Русский Журнал
СегодняОбзорыКолонкиПереводИздательства

Шведская полка | Иномарки | Чтение без разбору | Книга на завтра | Периодика | Электронные библиотеки | Штудии | Журнальный зал
/ Круг чтения / Книга на завтра < Вы здесь
Исповедь по-японски, или "Парадокс лжеца"
Дадзай Осаму. Цветы шутовства. Пер. с яп. Составление и предисловие. Т.Соколовой-Делюсиной. - М.: Издательская фирма "Восточная литература" РАН, 2001. - 294 с. - Тираж 2500 экз. - ISBN 5-02-017467-Х

Дата публикации:  7 Февраля 2002

получить по E-mail получить по E-mail
версия для печати версия для печати

Жизнь и творчество Дадзая Осамы (1908-1948) можно было бы спокойно причесть к издержкам японской модернизации - да подивиться тому, насколько последовательно в такие эпохи наряду с литературными клише заимствуются поведенческие шаблоны.

Сын богатого помещика из городка Канаги, что на севере Хонсю, Дадзай Осаму (настоящее имя Цусима Сюдзи) имел все шансы получить хорошее образование и занять высокое положение в обществе. Смерть отца (Дадзаю было тогда 14 лет), а затем и старшего брата не могла и, казалось бы, не должна была ничего изменить в судьбе Дадзая. Каждый раз на место главы клана заступал новый родственник, и жизнь семьи текла своим чередом. Всегда был кто-то, кто мог призвать Дадзая к ответу за попытки уклониться от предписанного жизненного сценария.

Однако учился Дадзай недолго, лишь до 19 лет. Еще в высшей школе города Хиросаки он увлекся литературой, забросил учебу, стал завсегдатаем театров и веселых кварталов. Отныне образование для начинающего писателя - не более чем предлог для того, чтобы тянуть деньги из родственников. В конце 20-х годов Дадзай перебирается в Токио и поступает в университет Тэйкоку на факультет французской литературы. Тогда же оформляется его эстетическое кредо ("выразить себя в слове и умереть") и жанровая специализация. Это - "исповедальная проза".

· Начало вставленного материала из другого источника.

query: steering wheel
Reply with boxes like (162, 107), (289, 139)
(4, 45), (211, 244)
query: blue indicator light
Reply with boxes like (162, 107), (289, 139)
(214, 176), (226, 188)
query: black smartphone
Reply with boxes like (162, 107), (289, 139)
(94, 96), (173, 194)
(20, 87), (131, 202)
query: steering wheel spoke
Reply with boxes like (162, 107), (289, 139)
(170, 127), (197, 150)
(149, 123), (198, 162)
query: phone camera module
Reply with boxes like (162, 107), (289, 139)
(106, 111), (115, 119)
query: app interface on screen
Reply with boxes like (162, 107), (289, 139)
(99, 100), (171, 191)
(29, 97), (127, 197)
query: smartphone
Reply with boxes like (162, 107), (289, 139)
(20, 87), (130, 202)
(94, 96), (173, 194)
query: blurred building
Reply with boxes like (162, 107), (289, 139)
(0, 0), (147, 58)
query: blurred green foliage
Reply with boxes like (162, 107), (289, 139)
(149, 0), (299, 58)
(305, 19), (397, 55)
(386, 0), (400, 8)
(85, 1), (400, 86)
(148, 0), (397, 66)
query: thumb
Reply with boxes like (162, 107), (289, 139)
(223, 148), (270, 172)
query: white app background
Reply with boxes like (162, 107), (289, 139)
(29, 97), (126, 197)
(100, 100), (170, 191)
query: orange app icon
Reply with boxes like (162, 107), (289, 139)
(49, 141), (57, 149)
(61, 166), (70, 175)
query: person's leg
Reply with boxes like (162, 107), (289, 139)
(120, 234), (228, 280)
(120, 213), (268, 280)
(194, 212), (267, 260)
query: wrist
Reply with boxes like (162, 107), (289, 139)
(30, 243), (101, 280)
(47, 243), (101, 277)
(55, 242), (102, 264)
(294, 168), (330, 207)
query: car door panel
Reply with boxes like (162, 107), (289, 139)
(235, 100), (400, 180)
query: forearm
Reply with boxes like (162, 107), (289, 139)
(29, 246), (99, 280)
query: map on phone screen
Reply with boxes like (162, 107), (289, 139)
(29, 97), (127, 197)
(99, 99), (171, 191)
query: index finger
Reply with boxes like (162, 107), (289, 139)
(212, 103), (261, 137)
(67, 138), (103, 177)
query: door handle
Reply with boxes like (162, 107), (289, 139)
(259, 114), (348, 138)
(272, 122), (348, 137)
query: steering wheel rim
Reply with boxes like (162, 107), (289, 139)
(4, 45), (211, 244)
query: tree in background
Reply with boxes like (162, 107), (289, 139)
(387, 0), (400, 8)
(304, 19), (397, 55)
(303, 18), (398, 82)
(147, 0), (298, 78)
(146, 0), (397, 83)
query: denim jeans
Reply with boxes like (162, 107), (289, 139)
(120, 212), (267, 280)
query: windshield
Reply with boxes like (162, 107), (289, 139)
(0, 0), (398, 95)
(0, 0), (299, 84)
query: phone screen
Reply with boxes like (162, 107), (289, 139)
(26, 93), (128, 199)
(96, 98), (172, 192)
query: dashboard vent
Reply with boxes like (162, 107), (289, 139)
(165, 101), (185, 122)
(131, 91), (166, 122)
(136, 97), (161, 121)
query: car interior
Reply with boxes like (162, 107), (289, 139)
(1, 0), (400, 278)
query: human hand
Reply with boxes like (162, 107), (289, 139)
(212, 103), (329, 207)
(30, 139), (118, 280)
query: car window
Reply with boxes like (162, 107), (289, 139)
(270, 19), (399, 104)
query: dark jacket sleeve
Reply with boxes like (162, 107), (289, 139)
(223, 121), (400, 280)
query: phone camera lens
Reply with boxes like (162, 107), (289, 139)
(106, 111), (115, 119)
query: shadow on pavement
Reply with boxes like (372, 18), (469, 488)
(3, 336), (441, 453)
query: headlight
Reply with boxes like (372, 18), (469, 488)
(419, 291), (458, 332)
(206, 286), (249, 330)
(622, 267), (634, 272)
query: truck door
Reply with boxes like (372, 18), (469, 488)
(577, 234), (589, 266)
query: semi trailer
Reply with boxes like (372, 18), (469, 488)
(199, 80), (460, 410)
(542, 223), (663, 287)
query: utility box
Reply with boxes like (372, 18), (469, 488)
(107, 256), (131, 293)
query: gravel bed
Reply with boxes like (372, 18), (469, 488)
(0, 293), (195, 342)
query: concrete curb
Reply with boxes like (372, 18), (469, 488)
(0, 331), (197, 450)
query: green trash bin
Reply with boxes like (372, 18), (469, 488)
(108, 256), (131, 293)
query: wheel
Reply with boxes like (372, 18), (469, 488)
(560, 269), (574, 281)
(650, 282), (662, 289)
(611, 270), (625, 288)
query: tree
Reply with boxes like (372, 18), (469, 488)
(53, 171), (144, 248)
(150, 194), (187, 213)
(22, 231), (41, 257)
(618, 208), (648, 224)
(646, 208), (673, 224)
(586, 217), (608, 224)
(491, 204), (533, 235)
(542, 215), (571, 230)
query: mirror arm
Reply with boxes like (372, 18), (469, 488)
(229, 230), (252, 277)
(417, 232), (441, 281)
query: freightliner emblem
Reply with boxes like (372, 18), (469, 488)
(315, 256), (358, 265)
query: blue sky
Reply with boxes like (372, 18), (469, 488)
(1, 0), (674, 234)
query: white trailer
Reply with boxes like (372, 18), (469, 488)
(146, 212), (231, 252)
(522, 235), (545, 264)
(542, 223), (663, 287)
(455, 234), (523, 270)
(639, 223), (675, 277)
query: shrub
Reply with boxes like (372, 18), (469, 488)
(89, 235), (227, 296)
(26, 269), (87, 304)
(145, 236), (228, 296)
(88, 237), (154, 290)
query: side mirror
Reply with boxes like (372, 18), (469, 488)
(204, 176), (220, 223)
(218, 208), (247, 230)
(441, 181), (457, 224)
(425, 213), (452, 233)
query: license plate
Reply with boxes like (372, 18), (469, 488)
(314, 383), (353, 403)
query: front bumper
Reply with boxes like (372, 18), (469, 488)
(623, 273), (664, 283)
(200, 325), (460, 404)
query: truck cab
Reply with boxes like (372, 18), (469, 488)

Чтобы создать исповедь, необходимо воспринимать свою жизнь как эстетически завершенное целое. Такое ощущение вряд ли может возникнуть у молодого человека естественным путем, и Дадзай Осаму прилагает немалые усилия для того, чтобы вызвать его искусственно. Стать профессиональным писателем на европейский манер для него означает превратиться в профессионального прожигателя жизни. Кутежи, романы с женщинами легкого поведения, пьянство, наркомания, модный и небезопасный в Японии того времени марксизм и, конечно же, запойное чтение классиков европейской и русской литературы - таково наполнение токийской жизни Дадзая.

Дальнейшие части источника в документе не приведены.